Come successo a Ernesto Albanese, 33enne di Polistena, pregiudicato e trafficante di droga per conto dei clan locali. Albanese scompare dopo le 23 dell’8 giugno scorso. Fino a quell’ora è stato nella sua casa di Bulgorello di Cadorago. Seduto al computer, chattando su Facebook e inviando minacce ai “compari”. Albanese dice di voler fare tutti i nomi “da qui fino a Reggio Calabria”, sostiene che i mafiosi che vivono tra Cadorago, Fino Mornasco e Appiano Gentile sono semplici “quaquaraquà”. Qualcuno di questi risponde: “Uomo senza labbra ti aspetto a braccia aperte”. Per questo, ragionano gli investigatori della squadra Mobile di Como, Albanese viene sequestrato, scannato, lasciato morire dissanguato nei boschi dietro al comune di Guanzate e il corpo seppellito il giorno dopo nel cantiere di via Patrioti sempre a Guanzate (foto di Mattia Vacca).

Le scene dell’orrore mafioso sono state ricostruite dai magistrati della procura di Como.

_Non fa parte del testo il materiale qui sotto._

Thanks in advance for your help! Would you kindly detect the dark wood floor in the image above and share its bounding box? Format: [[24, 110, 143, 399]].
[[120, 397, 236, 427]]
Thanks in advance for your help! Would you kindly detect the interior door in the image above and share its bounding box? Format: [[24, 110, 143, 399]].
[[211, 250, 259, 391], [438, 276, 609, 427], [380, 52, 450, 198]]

Sul registro degli indagati ci sono sei persone che attualmente si trovano in carcere per altri motivi. Alcune di loro sono state arrestate nel luglio scorso dal Ros di Milano che ha eseguito diverse ordinanze a carico di cinque gruppi di narcos legati al crimine organizzato. Negli ordini di cattura richiesti dal pm Marcello Musso c’era anche Ernesto Albanese. I militari, però, non lo hanno trovato. In quel momento l’uomo era già sotto terra.

Le scene dell’orrore mafioso sono state ricostruite dai magistrati della procura di Como

Bisogna aspettare il 2 settembre scorso perché “una soffiata” conduca la polizia nel cantiere di Guanzate. Le operazioni per estrarre il corpo di Albanese durano due giorni. Oltre alla scientifica ci sono anche esperti di scavi archelogici. Si studiano gli strati del terreno e, grazie a particolari tecnologie, viene ricostruito il calco delle benna che ha fatto la buca. E’ la svolta del giallo. Sì perché quel calco corrisponde a una ruspa trovata nella villetta del pregiudicato calabrese Luciano Nocera. Quello, secondo la polizia, è il mezzo che ha scavato la fossa per Albanese.

La scoperta alza il velo sul contesto criminale. Nocera viene arrestato dal Ros di Milano nel luglio scorso. E’ accusato di coordinare una “batteria” di trafficanti legati al clan Muscatello di Mariano Comense e alla famiglia Iconis di Fino Mornasco, coinvolta, negli anni Novanta, nell’operazione La notte dei fiori di San Vito e ritenuta vicina alla potente famiglia Mazzaferro. Secondo l’indagine milanese Ernesto Albanese era un corriere. Dalle carte di quell’operazione emergono i suoi contatti con Nocera. Rapporti che col tempo s’incrinano. “Quello – dirà Nocera di Albanese – è un pezzo di merda e questa mattina l’ho preso a calci nel culo”. Di più: un’altra indagine della Dda di Milano, su cui pende richiesta di archiviazione, descrive Nocera come personaggio molto vicino alla ‘ndrangheta di Fino Mornasco, capace di intavolare rapporti con la politica locale, ma anche violento e senza scrupoli. “Il primo che piglierò a fucilate – dice al telefono – sarà il comandante dei carabinieri”. Insomma l’omicidio di Albanese è solo la punta dell’ice-berg di un contesto mafioso per nulla intaccato dalle inchieste.